Why People Obey Systems They Know Are Wrong
"Reflecting on the dramatic shifts in public opinion, political leanings, and social norms, a friend recently asked how it's possible that so many people seem to have changed their values so quickly. The more unsettling answer is that many haven't changed their values at all; they've changed how much attention they can afford to give. Increasingly, people aren't asking what they believe, but how much they can still carry."
"We like to believe that obedience is a matter of belief. That people comply because they agree, because they're persuaded, or at least because they're afraid. But most of the time, obedience and even fear have very little to do with belief at all. People often obey systems they know are wrong not because they're convinced, but because resistance is exhausting."
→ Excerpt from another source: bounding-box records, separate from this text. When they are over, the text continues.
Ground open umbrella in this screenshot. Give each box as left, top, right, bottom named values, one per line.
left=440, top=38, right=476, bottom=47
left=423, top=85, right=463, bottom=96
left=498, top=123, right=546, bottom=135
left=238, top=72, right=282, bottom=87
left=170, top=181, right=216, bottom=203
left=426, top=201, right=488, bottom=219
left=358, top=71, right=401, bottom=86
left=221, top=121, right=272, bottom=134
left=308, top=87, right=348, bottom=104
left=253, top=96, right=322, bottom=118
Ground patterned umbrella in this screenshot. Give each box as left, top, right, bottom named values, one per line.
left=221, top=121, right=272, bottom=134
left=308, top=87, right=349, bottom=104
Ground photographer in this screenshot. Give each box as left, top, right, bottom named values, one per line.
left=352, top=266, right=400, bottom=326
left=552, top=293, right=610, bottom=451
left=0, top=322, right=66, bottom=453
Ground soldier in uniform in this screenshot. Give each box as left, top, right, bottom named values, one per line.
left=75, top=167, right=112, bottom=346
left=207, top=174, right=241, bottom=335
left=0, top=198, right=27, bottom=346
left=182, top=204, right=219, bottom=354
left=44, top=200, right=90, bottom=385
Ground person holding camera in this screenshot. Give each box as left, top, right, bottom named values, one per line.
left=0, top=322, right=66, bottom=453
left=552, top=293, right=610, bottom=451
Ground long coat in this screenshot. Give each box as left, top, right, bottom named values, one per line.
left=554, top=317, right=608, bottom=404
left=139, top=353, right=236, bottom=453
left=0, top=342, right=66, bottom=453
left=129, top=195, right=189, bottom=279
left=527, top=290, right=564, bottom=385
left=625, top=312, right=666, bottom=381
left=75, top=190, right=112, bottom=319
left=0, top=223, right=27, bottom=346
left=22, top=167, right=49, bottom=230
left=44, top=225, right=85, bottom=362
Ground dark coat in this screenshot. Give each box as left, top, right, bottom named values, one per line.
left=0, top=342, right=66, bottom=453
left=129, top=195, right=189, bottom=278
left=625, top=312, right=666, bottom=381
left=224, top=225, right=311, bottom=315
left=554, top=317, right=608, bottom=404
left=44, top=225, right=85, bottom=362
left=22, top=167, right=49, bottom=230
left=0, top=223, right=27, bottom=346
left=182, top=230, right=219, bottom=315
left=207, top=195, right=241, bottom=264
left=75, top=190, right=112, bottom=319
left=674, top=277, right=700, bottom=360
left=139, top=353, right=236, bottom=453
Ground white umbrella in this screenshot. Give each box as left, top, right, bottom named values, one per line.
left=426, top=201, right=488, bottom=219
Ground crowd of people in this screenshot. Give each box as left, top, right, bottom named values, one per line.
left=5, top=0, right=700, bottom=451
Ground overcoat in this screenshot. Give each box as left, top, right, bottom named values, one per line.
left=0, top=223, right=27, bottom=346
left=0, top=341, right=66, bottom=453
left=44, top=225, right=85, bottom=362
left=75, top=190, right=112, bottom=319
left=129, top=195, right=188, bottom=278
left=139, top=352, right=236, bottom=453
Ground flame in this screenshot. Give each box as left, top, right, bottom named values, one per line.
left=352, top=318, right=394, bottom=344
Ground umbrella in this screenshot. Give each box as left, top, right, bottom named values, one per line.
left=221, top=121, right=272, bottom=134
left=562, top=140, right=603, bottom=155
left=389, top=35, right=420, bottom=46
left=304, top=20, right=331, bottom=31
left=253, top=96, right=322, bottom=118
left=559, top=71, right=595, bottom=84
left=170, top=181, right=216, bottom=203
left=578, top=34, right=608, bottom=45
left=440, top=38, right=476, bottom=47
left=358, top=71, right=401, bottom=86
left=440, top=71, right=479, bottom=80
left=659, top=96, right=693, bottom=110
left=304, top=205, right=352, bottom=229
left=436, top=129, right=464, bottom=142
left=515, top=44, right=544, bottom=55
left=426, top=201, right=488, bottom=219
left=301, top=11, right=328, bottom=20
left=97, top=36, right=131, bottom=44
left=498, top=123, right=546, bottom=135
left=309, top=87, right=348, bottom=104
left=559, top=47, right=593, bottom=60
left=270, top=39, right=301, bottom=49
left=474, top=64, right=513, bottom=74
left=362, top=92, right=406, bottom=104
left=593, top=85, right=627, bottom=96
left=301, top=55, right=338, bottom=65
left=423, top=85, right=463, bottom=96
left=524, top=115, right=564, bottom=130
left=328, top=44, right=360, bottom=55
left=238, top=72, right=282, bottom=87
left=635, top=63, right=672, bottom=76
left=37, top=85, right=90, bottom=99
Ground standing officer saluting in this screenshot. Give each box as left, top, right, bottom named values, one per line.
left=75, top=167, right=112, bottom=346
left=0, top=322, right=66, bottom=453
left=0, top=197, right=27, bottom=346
Persistent exposure to nonstop dramatic news and crises exhausts people's mental bandwidth. Obedience often results from depletion rather than conviction or fear; people comply because resistance is tiring. Chronic information saturation narrows attention, impairs higher-order judgment, and increases tolerance for ambiguity. Standards for acceptability decline as energy to contest problems dissipates. Many choose disengagement as a survival strategy to conserve limited cognitive resources rather than as genuine apathy. The cycle of urgency without clear paths to repair amplifies fatigue and dulls moral clarity, making sustained resistance difficult.